Which was good business. And now he was conscious always of Finsbergs on the other end of his line. He performed for them. His best foot forward. Living as if within the crosshairs of their sharp-shooter observation and understanding. Every move a picture. His deals dealt for them more than for himself. Like a kid behaving for Santa Claus.
At night he dreamed of them, changed now, grown apart, the shifting sand-dune arrangement of their bone structure—all gone now their ’50’s and ’60’s tract-house mode—their features left out overnight in a human weather, hair colors changing, styles, growing piecemeal paunches, gestures, asses, the girls moving toward some vague Estelledom while the men grew more like Julius and less like each other. An expanding-universe theory of Finsbergs. The Big Finsberg Bang. In his dream he was like some archaeologist at the Finsberg digs, reconstructing their old mass individualism, only with difficulty putting them together, a painstaking labor. Not something for someone with his hands. All the king’s horsing them. And getting somehow the idea that if he could only shape his franchises in some more coherent way—this occurred to him: that if he could pace the routes from New York to Chicago, from St. Louis to Denver, Omaha to Los Angeles, Fort Worth to Dallas, Boston to Washington, planting the land mines of his franchising in such a way as to coincide with a traveler’s circadian rhythms, his scientifically averaged-out need to pee, eat, rest, distract himself with souvenirs from Stuckey’s and Nickerson Farms or get off the main route for a bit and go to town—all would be well, he would clean up, regain the respect of the boys, the love of the girls, and that respect and love for him would somehow force them back into their old odd single magical manifestations. But it was too hard, a job for a younger man, a healthier. All wouldn’t be well, the Finsberg features would never again collect at the true north of their old selves. There was no way.
All he could do was tack, trim. Sacrifice Evelyn Wood Reading Dynamics and H & R Block for Dunkin’ Donuts. Trading them off like baseball cards. If a depression came, Dunkin’ Donuts would prosper. He felt that. He knew that. That was good business. With what he got for the franchises he dumped, he reinvested heavily in doughnuts and coffee.
Then the price of cream shot sky-high and sugar went through the fucking roof.
3
It was early 1975. The banks had begun to chip away at the prime rate, every two or three weeks bringing down the boiling
point of money, its high tropical fevers, a quarter percentage point here, a half percentage point there. The temp tumbling like a crisis in old-time films. The price-of-money fix was in. The gnomes of Zurich and the Fed had put the brakes on. Gold, legal to own, went begging. Stocks recovered ground in their long Viet/guerrilla/Hundred Years War.
By his recent good husbandry, Ben Flesh had divested himself of many of his investments, adjusting his strange portfolio, his eggs in fewer baskets now than they had been for years. Money in the bank. The Finsbergs protected. A high wall of the respectable around them while his health failed daily, his own energy crisis unresolved, his body still demyelinating a mile a minute. Like a thaw revealing litter, garbages, horror.

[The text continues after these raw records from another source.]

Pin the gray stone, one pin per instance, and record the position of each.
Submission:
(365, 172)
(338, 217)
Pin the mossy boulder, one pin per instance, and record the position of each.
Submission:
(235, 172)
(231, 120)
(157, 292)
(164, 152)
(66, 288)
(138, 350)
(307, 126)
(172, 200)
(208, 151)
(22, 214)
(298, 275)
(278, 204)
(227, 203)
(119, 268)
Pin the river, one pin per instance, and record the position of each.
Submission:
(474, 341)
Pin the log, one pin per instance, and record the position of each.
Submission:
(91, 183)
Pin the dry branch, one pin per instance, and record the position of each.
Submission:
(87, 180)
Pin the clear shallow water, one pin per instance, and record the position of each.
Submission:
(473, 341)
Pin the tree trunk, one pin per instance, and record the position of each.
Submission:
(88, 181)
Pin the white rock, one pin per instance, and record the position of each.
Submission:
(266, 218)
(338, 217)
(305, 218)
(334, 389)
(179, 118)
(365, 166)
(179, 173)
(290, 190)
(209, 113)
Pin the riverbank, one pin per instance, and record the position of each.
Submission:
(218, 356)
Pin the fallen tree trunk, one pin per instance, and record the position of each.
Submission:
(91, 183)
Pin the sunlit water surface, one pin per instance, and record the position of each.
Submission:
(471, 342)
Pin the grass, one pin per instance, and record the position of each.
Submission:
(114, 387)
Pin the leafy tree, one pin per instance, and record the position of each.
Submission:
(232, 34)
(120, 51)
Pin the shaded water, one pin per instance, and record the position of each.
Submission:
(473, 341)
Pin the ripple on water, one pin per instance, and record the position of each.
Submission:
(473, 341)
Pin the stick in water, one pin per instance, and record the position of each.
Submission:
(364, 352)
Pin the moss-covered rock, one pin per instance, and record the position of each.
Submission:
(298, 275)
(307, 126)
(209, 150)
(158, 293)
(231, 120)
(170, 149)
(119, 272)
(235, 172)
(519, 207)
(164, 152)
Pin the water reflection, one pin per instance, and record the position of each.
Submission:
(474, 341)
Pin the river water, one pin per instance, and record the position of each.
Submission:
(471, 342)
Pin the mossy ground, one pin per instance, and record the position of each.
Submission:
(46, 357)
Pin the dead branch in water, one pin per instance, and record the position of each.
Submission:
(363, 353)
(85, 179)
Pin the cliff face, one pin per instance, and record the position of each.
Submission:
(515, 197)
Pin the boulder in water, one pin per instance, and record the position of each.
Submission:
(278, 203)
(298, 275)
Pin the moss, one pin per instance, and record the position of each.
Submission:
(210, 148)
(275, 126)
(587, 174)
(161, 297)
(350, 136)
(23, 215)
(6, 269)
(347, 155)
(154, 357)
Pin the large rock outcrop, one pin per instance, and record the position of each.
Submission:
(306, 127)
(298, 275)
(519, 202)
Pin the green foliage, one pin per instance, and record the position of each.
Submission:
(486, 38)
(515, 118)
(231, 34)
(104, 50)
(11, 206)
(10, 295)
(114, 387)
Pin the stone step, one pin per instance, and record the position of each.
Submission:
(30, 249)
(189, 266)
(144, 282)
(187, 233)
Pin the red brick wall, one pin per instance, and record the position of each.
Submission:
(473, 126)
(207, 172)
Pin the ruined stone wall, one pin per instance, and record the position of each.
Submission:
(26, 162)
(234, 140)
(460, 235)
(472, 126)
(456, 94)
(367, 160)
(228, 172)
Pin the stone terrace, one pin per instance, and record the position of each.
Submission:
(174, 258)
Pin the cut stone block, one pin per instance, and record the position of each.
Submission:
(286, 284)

He spoke with two or three Finsbergs daily, pressing them with his new goduncle love, the phone a genuine expense. (He subscribed to a WATS line, got special rates, dialing his coded numbers even at the public phones in gas stations and drugstores.)
Not wanting to nuisance them, as aware as any tentative, cautious, unsure-of-his-ground lover of the thinness of his welcome. So coming at them from another side, not deferent, not submissive. No Lear, no Stella Dallas. Not Père Goriot. Not asking for their healths, giving his.
“My testicles are acting up,” he told Gus-Ira. “They feel weighted. A very peculiar sensory symptom. Annoying. I don’t know how to describe it. It’s as if I had loaded dice for balls. Or like those, you know, Mexican jumping beans.”